Neste ano de 2025, comemoram-se os 50 anos do LP "Loki?", antológico trabalho solo do Mutante Arnaldo Baptista. No entanto, a maioria antecipou a celebração. Saíram várias matérias no ano passado registrando de forma adiantada o meio século do disco. E por uma razão muito simples: confiaram na data constante no rótulo, como se vê abaixo.
Em princípio, não há por que duvidar de uma informação que é impressa num disco à época de seu lançamento. Mas às vezes ocorriam atrasos, resultando numa defasagem entre a data indicada no selo e o momento em que o vinil chegava às lojas. Aconteceu com "Em Mar Aberto", do gaúcho Fernando Ribeiro, que só começou a ser vendido em 1977, embora tenha sido "carimbado" 1976. Pois é o mesmo caso de "Loki?". O lote não deve ter sido concluído a tempo para as vendas de Natal de 1974, então a gravadora achou melhor segurá-lo para bem depois das férias de verão e do Carnaval.
Aqui, um trecho do livro "Balada do Louco", de Mario Pacheco (não é meu parente), publicado em 1991.
Crítica de Tárik de Souza para a Veja. O texto não está completo, mas o importante, aqui, é verificar a data ao pé da página.
A resenha da revista Pop.

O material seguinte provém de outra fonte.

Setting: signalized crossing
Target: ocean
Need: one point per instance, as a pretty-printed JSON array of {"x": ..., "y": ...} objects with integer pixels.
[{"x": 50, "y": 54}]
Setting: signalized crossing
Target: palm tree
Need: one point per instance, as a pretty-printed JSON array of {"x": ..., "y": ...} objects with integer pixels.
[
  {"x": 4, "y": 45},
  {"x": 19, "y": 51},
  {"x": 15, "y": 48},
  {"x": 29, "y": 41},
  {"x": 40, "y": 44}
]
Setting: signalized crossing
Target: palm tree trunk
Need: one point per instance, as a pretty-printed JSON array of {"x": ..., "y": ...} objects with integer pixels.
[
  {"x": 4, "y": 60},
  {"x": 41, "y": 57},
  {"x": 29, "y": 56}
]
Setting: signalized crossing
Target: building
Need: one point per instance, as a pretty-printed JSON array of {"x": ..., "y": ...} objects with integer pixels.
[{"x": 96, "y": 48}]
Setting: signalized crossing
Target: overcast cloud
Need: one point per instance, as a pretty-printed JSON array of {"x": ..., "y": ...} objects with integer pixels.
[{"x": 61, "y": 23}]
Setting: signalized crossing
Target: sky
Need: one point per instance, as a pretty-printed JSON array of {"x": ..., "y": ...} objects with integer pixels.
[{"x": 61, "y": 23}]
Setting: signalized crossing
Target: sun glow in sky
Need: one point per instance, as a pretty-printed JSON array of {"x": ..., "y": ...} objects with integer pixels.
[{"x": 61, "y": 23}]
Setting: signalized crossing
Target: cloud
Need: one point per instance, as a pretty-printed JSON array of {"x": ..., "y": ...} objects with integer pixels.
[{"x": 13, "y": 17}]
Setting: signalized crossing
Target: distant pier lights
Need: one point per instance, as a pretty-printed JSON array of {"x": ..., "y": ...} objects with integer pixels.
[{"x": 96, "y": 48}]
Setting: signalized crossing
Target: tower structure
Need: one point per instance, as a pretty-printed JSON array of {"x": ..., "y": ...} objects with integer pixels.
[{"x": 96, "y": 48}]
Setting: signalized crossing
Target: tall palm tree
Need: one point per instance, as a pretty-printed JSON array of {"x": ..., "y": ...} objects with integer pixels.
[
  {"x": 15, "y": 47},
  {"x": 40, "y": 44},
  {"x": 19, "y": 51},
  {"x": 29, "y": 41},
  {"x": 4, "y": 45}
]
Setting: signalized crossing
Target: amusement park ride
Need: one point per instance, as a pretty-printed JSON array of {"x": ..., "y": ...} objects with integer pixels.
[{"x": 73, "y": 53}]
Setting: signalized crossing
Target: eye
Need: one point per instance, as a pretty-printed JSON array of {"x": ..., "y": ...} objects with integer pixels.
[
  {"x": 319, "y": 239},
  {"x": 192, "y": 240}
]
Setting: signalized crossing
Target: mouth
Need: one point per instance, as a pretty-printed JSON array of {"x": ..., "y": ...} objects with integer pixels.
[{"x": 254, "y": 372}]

Também consta a data para verificação (cliquem para ampliar). Observem que o lançamento foi praticamente simultâneo ao do primeiro disco solo de João Ricardo, dos Secos e Molhados. Essa casualidade não escapou aos críticos, na época: dois criadores de grupos lendários do rock brasileiro estreando como solistas ao mesmo tempo. Um detalhe que deveria ser lembrado até hoje, mas que se perdeu com a confusão causada pela data do rótulo do LP de Arnaldo.
Crítica de Okky de Souza na Tribuna da Imprensa de 1º de abril de 1975 (apesar da data, podem confiar nas informações). Por fim, sou informado pelo jornalista carioca Ricardo Schott de que o LP entrou na discoteca da Rádio Gazeta (referência usual para confirmação de datas de lançamento) em 26 de março de 1975. Logo, não há dúvidas. "Loki?" foi concebido em 1974, mas veio ao mundo mesmo no ano seguinte. Portanto agora é o momento certo para comemorar os seus 50 anos. 


Esta é uma versão revista e atualizada de uma postagem feita em 2015. Agradecimento a Alex Alberto e Márcio Aquino pelas imagens cedidas.

domingo, abril 06, 2025

Palavra nova

 Hoje aprendi uma palavra nova em inglês: "sentêncedi".